Jenna Kase is the spunky and, yes, scary sixteen year old Mairead, Davey’s kid sister outfitted with a gun and a heart filled with ire for the establishment. She longs to become involved in the fight to free Ireland and sets her sights on Padraic as he returns to Inishmore. Kase shines in the role, dipping into the darker levels of her character when called for and layering her performance with the tension each scene demands. Her natural beauty is a wicked juxtaposition with her character’s demeanor, one of the stronger casting choices adding much to the show’s overall mood.
Yes, the play is centered around the fate of a madman’s cat and all the ensuing and convoluted consequences wrought from the minds of cold-blooded killers. But, it works, and works well for the assembled cast. The technical aspects of the show are well-executed with lighting design by Noah Craft and detailed yet unobtrusive set design by Anika Thompson. The sound design by Andy Bennett, including scene change music is fast and furious–appropriate framing for each scene of the show, keeping the action and the mood swift during changes, thankfully. As advertised, this show has its fair share of blood and gore, including several gunshots during the second act. Ear plugs are offered in the lobby, but are really not necessary if you’re going to be a participant in the grit of the show’s performance.

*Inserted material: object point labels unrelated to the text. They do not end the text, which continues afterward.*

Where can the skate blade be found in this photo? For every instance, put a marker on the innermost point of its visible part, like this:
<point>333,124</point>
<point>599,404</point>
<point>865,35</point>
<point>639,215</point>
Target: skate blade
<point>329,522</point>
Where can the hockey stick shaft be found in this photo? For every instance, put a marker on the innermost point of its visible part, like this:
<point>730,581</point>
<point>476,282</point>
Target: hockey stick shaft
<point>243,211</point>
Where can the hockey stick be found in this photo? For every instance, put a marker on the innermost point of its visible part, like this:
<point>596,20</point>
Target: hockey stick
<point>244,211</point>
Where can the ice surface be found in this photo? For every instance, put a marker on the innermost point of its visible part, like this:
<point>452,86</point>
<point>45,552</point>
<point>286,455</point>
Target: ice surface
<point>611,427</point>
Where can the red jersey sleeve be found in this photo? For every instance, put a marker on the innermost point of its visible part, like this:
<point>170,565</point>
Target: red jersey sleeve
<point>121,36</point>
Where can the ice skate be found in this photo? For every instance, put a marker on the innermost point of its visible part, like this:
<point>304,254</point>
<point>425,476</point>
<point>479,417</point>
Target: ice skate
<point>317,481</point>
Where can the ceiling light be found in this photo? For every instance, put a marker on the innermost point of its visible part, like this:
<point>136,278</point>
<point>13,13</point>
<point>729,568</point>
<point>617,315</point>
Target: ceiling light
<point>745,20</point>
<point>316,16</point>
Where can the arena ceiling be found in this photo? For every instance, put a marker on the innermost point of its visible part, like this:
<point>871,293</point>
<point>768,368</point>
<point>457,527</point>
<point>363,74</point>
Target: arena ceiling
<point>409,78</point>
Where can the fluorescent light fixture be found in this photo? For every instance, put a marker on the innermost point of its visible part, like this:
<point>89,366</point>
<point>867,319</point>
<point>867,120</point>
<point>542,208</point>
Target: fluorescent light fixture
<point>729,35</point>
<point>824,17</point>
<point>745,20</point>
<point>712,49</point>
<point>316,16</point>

With plot twists, insane intrigue, muscular dialogue, and swiftly moving action bristling with dark humour, The Lieutenant of Inishmore is an unexpectedly pleasurable night of gore and callous disregard for life–human life, that is. Bennett, cast, and crew deserve credit for taking an improbable concept from script to stage with great timing and skill. Not to be missed.
THE LIEUTENANT OF INISHMORE. Written by Martin McDonagh. Directed by Andy Bennett for Renegade Theater Company at Teatro Zuccone, 222 East Superior Street, Duluth. With Zach Stofer, Derik Iverson, Scott Mallace, Jenna Kase, Kyle McMillan, Evan Kelly, Cory Anderson, and Daniel Novick. The show runs Thursdays through Saturdays through April 30. Curtain time: 8 p.m. Tickets are $15. This review is based on the opening night performance.